手にとってよく見てみるが、生地も前の世界のものと、さほど変わらなそうだ。

「特に好みがあるわけではないから、お任せしてもいい?」

わたしが生地から手を離してそう言うと、マダムは眉をひそめた。

「好みがないのでしたら、お手持ちのお洋服と合わせて仕立てましょう」

「それなら今着ている服に合わせてもらえればいいわ」

マダムがわたしの服を上から下までじーっとみる。

わたしは薄いピンク色の長袖ブラウスに、黒い膝丈のスカートという服装だ。

穴に落ちた日の朝から着たままなので、そろそろ洗濯したい。

この世界の女性にしてはスカート丈が短くて、生地の使い方が貧相だろうが、シルエットは大きくかけ離れてはいない。そこまで非常識ではないだろう。
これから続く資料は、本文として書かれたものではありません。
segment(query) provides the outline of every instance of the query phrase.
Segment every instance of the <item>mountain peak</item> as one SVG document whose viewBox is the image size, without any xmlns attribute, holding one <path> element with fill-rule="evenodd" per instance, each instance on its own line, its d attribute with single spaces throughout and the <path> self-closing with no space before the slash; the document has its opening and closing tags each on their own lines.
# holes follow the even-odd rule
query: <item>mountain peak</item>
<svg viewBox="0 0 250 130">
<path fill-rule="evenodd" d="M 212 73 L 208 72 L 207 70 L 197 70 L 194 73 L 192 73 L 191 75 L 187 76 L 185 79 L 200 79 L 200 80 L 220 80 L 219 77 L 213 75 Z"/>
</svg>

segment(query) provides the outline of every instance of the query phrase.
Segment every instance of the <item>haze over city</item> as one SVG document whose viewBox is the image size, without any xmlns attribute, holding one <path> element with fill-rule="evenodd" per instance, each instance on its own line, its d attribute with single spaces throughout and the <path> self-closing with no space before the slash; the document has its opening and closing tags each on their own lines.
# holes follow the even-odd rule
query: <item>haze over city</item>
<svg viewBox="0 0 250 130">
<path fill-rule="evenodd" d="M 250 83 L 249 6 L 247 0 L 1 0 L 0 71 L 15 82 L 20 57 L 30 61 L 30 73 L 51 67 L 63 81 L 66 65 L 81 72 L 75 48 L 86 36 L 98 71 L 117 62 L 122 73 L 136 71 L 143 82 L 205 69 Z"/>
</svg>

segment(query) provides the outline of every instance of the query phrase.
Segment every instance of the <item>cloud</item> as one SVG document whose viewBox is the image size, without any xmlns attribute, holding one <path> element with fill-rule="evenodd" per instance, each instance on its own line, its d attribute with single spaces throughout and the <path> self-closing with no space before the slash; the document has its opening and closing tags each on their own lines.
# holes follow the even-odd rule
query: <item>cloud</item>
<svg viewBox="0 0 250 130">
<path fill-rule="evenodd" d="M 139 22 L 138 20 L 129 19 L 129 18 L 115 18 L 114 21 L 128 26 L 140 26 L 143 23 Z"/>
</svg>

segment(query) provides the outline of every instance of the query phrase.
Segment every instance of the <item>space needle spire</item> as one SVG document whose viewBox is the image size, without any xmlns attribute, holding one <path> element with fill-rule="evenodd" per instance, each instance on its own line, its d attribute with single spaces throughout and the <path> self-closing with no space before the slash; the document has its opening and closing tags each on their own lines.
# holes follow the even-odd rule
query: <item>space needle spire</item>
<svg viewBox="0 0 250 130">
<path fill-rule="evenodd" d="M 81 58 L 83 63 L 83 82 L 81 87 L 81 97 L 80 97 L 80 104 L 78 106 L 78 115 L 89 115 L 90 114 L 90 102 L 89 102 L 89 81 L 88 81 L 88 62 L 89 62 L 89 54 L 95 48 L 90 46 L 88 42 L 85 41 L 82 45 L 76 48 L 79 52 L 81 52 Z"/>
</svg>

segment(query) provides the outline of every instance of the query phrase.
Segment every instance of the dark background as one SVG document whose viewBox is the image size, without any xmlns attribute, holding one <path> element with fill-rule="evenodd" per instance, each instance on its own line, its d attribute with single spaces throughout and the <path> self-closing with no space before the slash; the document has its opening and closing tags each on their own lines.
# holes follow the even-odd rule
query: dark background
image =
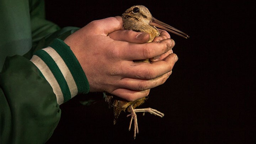
<svg viewBox="0 0 256 144">
<path fill-rule="evenodd" d="M 171 33 L 179 60 L 164 84 L 152 89 L 140 107 L 165 114 L 138 115 L 136 139 L 121 114 L 103 100 L 89 106 L 77 96 L 60 106 L 62 117 L 48 143 L 252 143 L 256 142 L 253 109 L 256 95 L 252 29 L 255 12 L 245 1 L 46 0 L 46 17 L 61 27 L 81 27 L 94 20 L 121 16 L 135 5 L 147 7 L 158 19 L 188 34 Z M 255 17 L 254 17 L 255 19 Z M 132 129 L 133 131 L 133 129 Z"/>
</svg>

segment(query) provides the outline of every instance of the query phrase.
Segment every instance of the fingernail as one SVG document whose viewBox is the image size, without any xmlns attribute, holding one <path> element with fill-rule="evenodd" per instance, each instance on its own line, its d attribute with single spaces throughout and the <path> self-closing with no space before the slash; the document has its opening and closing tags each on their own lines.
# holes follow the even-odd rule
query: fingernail
<svg viewBox="0 0 256 144">
<path fill-rule="evenodd" d="M 175 61 L 175 62 L 177 61 L 178 61 L 178 56 L 176 55 L 175 56 L 175 59 L 174 59 L 174 60 Z"/>
<path fill-rule="evenodd" d="M 136 38 L 139 40 L 143 39 L 147 34 L 145 33 L 140 33 L 136 36 Z"/>
<path fill-rule="evenodd" d="M 155 57 L 154 57 L 154 59 L 153 59 L 153 61 L 155 61 L 156 60 L 158 60 L 159 59 L 159 58 L 160 58 L 160 55 L 159 55 L 158 56 L 156 56 Z"/>
<path fill-rule="evenodd" d="M 171 73 L 172 73 L 172 71 L 171 71 L 170 72 L 169 72 L 169 73 L 168 73 L 168 74 L 169 75 L 169 76 L 168 76 L 168 77 L 167 77 L 167 78 L 169 78 L 169 77 L 170 77 L 170 76 L 171 76 Z"/>
</svg>

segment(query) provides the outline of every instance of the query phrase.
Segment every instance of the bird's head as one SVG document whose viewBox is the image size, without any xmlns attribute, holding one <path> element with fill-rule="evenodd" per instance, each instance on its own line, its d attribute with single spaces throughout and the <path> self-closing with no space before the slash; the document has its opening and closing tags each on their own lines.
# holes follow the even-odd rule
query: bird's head
<svg viewBox="0 0 256 144">
<path fill-rule="evenodd" d="M 184 33 L 153 17 L 148 8 L 142 5 L 133 6 L 127 10 L 122 15 L 124 28 L 140 31 L 146 25 L 158 27 L 183 38 L 189 36 Z"/>
</svg>

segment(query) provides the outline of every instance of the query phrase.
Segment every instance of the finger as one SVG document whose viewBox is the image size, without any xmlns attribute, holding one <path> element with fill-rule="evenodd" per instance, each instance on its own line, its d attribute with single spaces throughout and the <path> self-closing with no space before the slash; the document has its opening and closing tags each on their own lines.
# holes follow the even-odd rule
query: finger
<svg viewBox="0 0 256 144">
<path fill-rule="evenodd" d="M 126 89 L 134 90 L 145 90 L 163 84 L 171 74 L 172 71 L 153 79 L 146 80 L 124 78 L 119 83 L 119 86 Z"/>
<path fill-rule="evenodd" d="M 153 41 L 159 41 L 164 39 L 171 38 L 170 34 L 166 31 L 161 29 L 158 29 L 158 31 L 160 33 L 160 35 L 155 38 Z"/>
<path fill-rule="evenodd" d="M 155 62 L 158 61 L 160 61 L 165 59 L 167 56 L 169 56 L 170 54 L 172 54 L 173 51 L 171 49 L 165 53 L 163 54 L 162 55 L 159 55 L 153 58 L 150 59 L 150 60 L 151 61 Z"/>
<path fill-rule="evenodd" d="M 91 27 L 91 29 L 94 29 L 96 34 L 106 36 L 115 31 L 123 29 L 122 18 L 119 16 L 94 21 L 87 26 Z"/>
<path fill-rule="evenodd" d="M 154 42 L 143 44 L 137 44 L 116 41 L 117 45 L 122 48 L 113 49 L 114 51 L 110 52 L 110 54 L 116 55 L 117 57 L 122 57 L 124 60 L 144 60 L 150 59 L 162 55 L 171 50 L 175 43 L 171 39 L 166 39 L 160 42 Z"/>
<path fill-rule="evenodd" d="M 132 90 L 128 89 L 118 89 L 114 90 L 111 94 L 129 101 L 133 101 L 147 96 L 149 94 L 150 89 L 142 91 Z"/>
<path fill-rule="evenodd" d="M 117 31 L 109 34 L 108 36 L 116 40 L 139 44 L 146 43 L 149 39 L 149 34 L 132 30 Z"/>
<path fill-rule="evenodd" d="M 159 77 L 171 71 L 177 60 L 175 54 L 172 54 L 162 61 L 152 62 L 135 63 L 127 62 L 120 67 L 120 72 L 124 78 L 151 79 Z"/>
</svg>

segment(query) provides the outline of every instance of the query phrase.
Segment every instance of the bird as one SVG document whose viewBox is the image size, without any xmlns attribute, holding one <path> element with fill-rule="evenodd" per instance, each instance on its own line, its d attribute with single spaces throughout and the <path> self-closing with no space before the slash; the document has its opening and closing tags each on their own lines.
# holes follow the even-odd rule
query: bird
<svg viewBox="0 0 256 144">
<path fill-rule="evenodd" d="M 149 40 L 147 43 L 152 42 L 155 37 L 160 35 L 160 34 L 156 27 L 185 38 L 189 37 L 187 34 L 154 18 L 152 16 L 148 8 L 143 5 L 136 5 L 132 6 L 124 11 L 122 17 L 123 27 L 124 29 L 144 32 L 149 34 Z M 150 62 L 149 59 L 134 60 L 133 61 L 134 62 Z M 130 113 L 127 116 L 127 117 L 131 116 L 128 130 L 130 130 L 132 121 L 133 120 L 133 137 L 134 139 L 136 137 L 136 133 L 139 133 L 136 112 L 143 112 L 144 115 L 145 112 L 148 112 L 161 117 L 164 116 L 164 114 L 162 112 L 150 107 L 135 109 L 136 107 L 144 103 L 147 99 L 146 97 L 134 101 L 129 101 L 110 94 L 105 94 L 105 100 L 108 103 L 109 107 L 113 107 L 114 124 L 117 122 L 118 116 L 122 111 L 125 111 L 126 110 Z"/>
</svg>

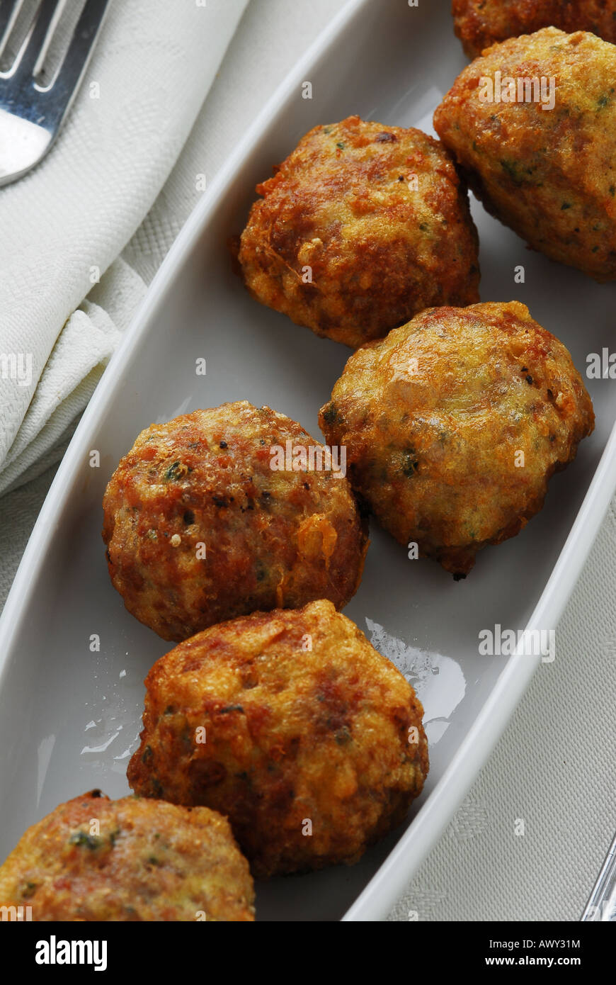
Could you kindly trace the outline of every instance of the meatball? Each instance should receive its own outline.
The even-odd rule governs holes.
[[[454,0],[452,12],[469,58],[495,41],[549,27],[616,41],[616,0]]]
[[[434,126],[497,219],[616,279],[616,46],[556,28],[504,41],[459,76]]]
[[[99,790],[29,827],[0,868],[0,902],[40,921],[254,920],[254,898],[220,815]]]
[[[565,347],[511,301],[422,311],[360,349],[320,422],[385,529],[462,577],[541,508],[594,416]]]
[[[431,304],[479,300],[466,187],[421,130],[317,126],[257,192],[246,286],[317,335],[356,348]]]
[[[423,709],[331,602],[206,629],[146,686],[129,783],[226,815],[255,875],[356,862],[421,792]]]
[[[126,608],[180,640],[256,609],[344,606],[367,539],[336,465],[294,421],[247,401],[147,427],[103,499],[109,573]]]

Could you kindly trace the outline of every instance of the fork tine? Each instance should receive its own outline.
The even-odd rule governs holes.
[[[77,89],[92,52],[107,4],[108,0],[86,0],[86,6],[77,22],[68,51],[53,84],[54,89],[56,86],[60,86],[64,91]]]
[[[36,13],[34,14],[30,33],[26,40],[26,45],[20,62],[18,73],[24,78],[31,75],[34,65],[45,42],[45,37],[49,33],[49,28],[53,22],[56,12],[61,5],[61,0],[41,0]]]
[[[19,4],[20,0],[0,0],[0,51],[2,39]]]

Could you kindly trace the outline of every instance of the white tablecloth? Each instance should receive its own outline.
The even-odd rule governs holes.
[[[209,0],[210,2],[210,0]],[[125,310],[152,280],[235,141],[343,0],[251,0],[171,174],[111,272]],[[101,285],[98,292],[103,290]],[[131,295],[134,292],[134,295]],[[108,309],[108,293],[92,303]],[[91,309],[92,310],[92,309]],[[111,330],[111,329],[109,329]],[[70,437],[69,427],[64,446]],[[60,446],[62,447],[62,445]],[[26,546],[58,457],[0,499],[0,600]],[[21,481],[21,480],[20,480]],[[616,507],[612,504],[541,666],[496,752],[391,920],[577,920],[607,848],[616,748]],[[525,833],[516,835],[516,819]]]

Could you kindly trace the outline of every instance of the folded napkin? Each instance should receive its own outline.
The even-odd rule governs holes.
[[[247,3],[112,0],[55,147],[0,188],[0,492],[64,447],[130,323],[146,289],[119,254]]]

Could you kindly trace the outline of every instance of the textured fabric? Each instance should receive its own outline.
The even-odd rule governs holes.
[[[60,139],[0,189],[0,491],[84,409],[116,347],[104,309],[73,313],[160,191],[246,3],[111,4]]]
[[[196,175],[212,178],[341,6],[342,0],[251,0],[184,152],[124,251],[145,282],[201,194]],[[52,475],[50,469],[0,500],[2,597]],[[409,911],[420,920],[579,919],[615,823],[615,508],[558,626],[556,660],[540,667],[391,920],[408,920]],[[524,836],[515,834],[517,819],[524,820]]]

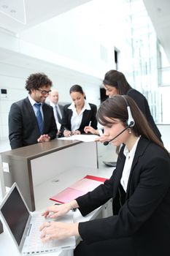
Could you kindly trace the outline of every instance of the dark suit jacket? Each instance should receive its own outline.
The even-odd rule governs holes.
[[[123,148],[110,179],[77,198],[85,216],[112,197],[117,214],[80,223],[80,234],[87,243],[129,237],[136,247],[136,255],[169,255],[170,158],[159,146],[140,138],[125,201],[122,206],[117,206],[115,204],[120,203],[120,178],[125,163]]]
[[[42,104],[44,133],[51,140],[56,137],[57,127],[53,108]],[[39,138],[38,123],[28,98],[12,105],[9,113],[9,138],[12,149],[37,143]]]
[[[89,103],[91,109],[88,110],[85,110],[82,114],[82,122],[78,130],[81,134],[85,133],[84,128],[86,126],[88,126],[90,122],[90,126],[97,129],[97,119],[96,117],[97,112],[97,107],[94,104]],[[62,124],[61,127],[61,134],[63,133],[64,129],[66,128],[71,131],[71,118],[72,116],[72,110],[69,109],[68,107],[70,106],[70,104],[66,105],[63,108],[63,116],[62,118]]]
[[[58,104],[58,107],[60,108],[61,116],[63,116],[63,106],[62,105]]]
[[[130,96],[135,101],[138,107],[140,108],[141,111],[146,117],[147,121],[150,124],[153,132],[155,132],[159,140],[162,142],[161,134],[153,120],[147,100],[145,98],[145,97],[143,94],[142,94],[139,91],[134,89],[129,89],[127,92],[127,95]]]

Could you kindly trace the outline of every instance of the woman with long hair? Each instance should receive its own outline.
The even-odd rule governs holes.
[[[72,103],[64,106],[61,127],[61,136],[69,137],[71,135],[85,133],[85,127],[90,124],[93,129],[96,129],[96,105],[86,101],[82,88],[79,85],[72,86],[69,94]]]
[[[169,152],[128,96],[107,99],[97,118],[107,140],[123,145],[112,176],[85,195],[48,207],[43,215],[56,217],[77,208],[85,216],[110,198],[114,214],[80,223],[45,222],[40,227],[42,241],[80,236],[74,256],[169,255]]]
[[[109,97],[117,94],[130,96],[144,115],[147,121],[150,124],[158,140],[162,142],[161,135],[153,120],[152,116],[151,115],[147,99],[139,91],[133,89],[130,86],[125,75],[122,72],[115,69],[108,71],[104,75],[103,84],[106,90],[106,95]],[[85,131],[87,132],[90,132],[98,135],[98,131],[94,131],[90,127],[85,127]],[[102,140],[103,138],[101,139],[101,141]]]

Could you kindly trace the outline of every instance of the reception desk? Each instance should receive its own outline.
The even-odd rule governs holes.
[[[31,211],[51,205],[52,195],[87,174],[94,175],[93,170],[98,168],[95,142],[55,139],[2,152],[1,156],[7,166],[3,172],[5,187],[17,182]]]

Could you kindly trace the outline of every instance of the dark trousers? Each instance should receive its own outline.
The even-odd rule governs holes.
[[[74,256],[136,256],[134,241],[121,238],[101,241],[93,244],[81,241],[74,252]]]

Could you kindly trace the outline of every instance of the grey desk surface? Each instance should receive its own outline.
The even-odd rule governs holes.
[[[1,156],[10,156],[11,158],[17,159],[28,158],[35,159],[42,157],[49,153],[61,150],[76,144],[81,143],[82,141],[78,140],[62,140],[55,139],[49,142],[34,144],[25,147],[9,150],[8,151],[1,152]]]

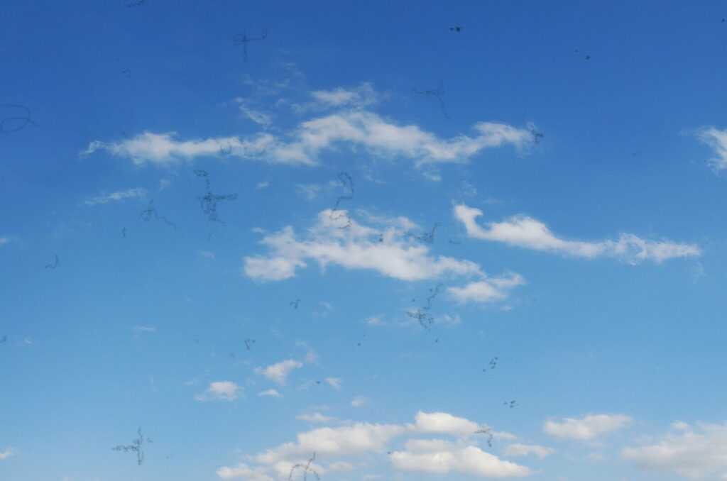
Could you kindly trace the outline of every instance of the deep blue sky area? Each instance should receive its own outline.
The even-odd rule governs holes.
[[[0,4],[0,480],[727,479],[727,3]]]

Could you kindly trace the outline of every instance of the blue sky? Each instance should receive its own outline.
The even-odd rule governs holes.
[[[727,479],[726,17],[4,2],[0,479]]]

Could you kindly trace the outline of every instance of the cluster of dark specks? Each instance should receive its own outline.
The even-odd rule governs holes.
[[[207,215],[207,219],[210,221],[225,224],[217,217],[217,201],[234,201],[237,198],[237,194],[215,195],[209,190],[209,176],[207,175],[207,171],[198,169],[194,171],[194,174],[198,177],[204,177],[204,184],[207,189],[207,193],[204,197],[197,198],[199,200],[200,209]]]
[[[31,109],[17,104],[0,104],[0,133],[11,134],[28,124],[39,126],[31,119]]]
[[[481,429],[475,432],[475,434],[487,434],[487,445],[490,448],[492,447],[492,437],[493,433],[492,429],[491,429],[487,426],[483,426]]]
[[[316,476],[316,479],[320,480],[321,477],[318,476],[318,474],[316,472],[315,469],[310,467],[310,465],[313,464],[314,461],[316,461],[315,451],[313,451],[313,457],[308,459],[308,462],[307,462],[305,464],[303,464],[302,463],[298,463],[297,464],[293,465],[293,467],[290,469],[290,474],[288,474],[288,481],[293,480],[293,472],[296,469],[300,469],[303,472],[303,481],[308,481],[308,473],[313,473],[313,474]]]
[[[406,233],[406,235],[411,235],[417,240],[419,240],[425,243],[431,244],[434,243],[434,232],[437,230],[437,227],[439,227],[439,222],[435,222],[434,224],[434,226],[432,227],[431,230],[430,230],[429,232],[425,232],[421,235],[414,235],[409,233]]]
[[[139,437],[136,438],[135,440],[133,440],[132,441],[132,443],[128,446],[117,445],[113,448],[112,448],[111,449],[113,449],[115,451],[123,450],[124,453],[128,453],[129,451],[132,451],[134,453],[136,453],[137,465],[141,466],[141,464],[144,462],[144,451],[141,450],[141,446],[142,444],[144,444],[144,437],[141,434],[141,427],[139,428],[139,430],[137,432],[139,434]],[[153,443],[153,441],[152,441],[148,437],[146,438],[146,442],[148,442],[149,444]]]
[[[243,32],[242,33],[236,33],[232,37],[233,45],[235,47],[239,47],[242,45],[243,52],[243,60],[245,62],[247,62],[247,44],[251,41],[258,41],[260,40],[265,40],[268,38],[268,29],[265,28],[262,31],[262,35],[259,37],[248,37],[246,32]]]
[[[459,27],[457,27],[459,28]],[[444,94],[444,85],[443,82],[439,82],[439,86],[437,87],[436,90],[417,90],[416,89],[411,89],[411,92],[415,94],[421,94],[422,95],[431,95],[439,101],[439,108],[442,110],[442,114],[447,118],[451,118],[449,114],[447,114],[446,110],[444,108],[444,101],[442,100],[442,94]]]
[[[427,311],[432,308],[432,299],[437,296],[437,294],[439,294],[439,288],[443,286],[443,284],[437,284],[435,287],[429,289],[430,294],[427,296],[427,304],[424,307],[419,307],[416,311],[406,312],[406,315],[416,319],[419,321],[419,325],[427,331],[430,329],[428,325],[434,323],[434,317]],[[411,302],[414,302],[415,300],[413,299]]]
[[[494,357],[490,360],[490,371],[492,371],[497,367],[497,356],[495,356]],[[483,372],[485,372],[486,371],[487,369],[486,369],[485,368],[482,368]]]
[[[171,220],[169,220],[164,216],[160,216],[157,213],[156,209],[154,208],[153,199],[149,201],[149,205],[147,206],[147,208],[139,214],[139,218],[143,220],[145,222],[148,222],[150,220],[152,219],[152,216],[153,216],[153,219],[155,220],[163,220],[168,225],[171,225],[174,229],[177,228],[176,224],[172,222]]]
穴に落ちた時、デニムとか履いていないで本当に良かった。

「他のお洋服で多い色はどんなものかしら?」

マダムはわたしの肩にニット生地をかけて、顔色と色味を比べながらそう聞いた。

「持っているのはこれだけよ」

そう言った途端、マダムが持っていた生地を落とした。

ボンボン…と転がる生地を侍女が慌てて拾いに走る。

顔が真っ青だ。

「まさか。これだけですって…?」

唇がわなわな震えている。瞳孔が開ききっていて、顔が怖い。

「そ、そうなの。なにも荷物がなくて」

マダムが額に手を当てて、くらりとよろめいた。

「ママ!しっかり!」

同じく青い顔をしたディワーリがマダムの肩を支える。

「ママ、大丈夫?」

「ええ……ありがとう、ディワーリ。私、私……!アリス様があまりにお可哀想で……」

「そうよね。わかるわ。こんな粗末なお洋服だけで、他の荷物が何もないだなんて、よっぽど大変な思いをされたのでしょうね」

最後にふたりは、声を揃えて「お可哀想に……!」と涙した。

わたしの一軍通勤服は、粗末だと言われてしまった。だがお芝居を見ているようで、眺めている分にはとても面白い。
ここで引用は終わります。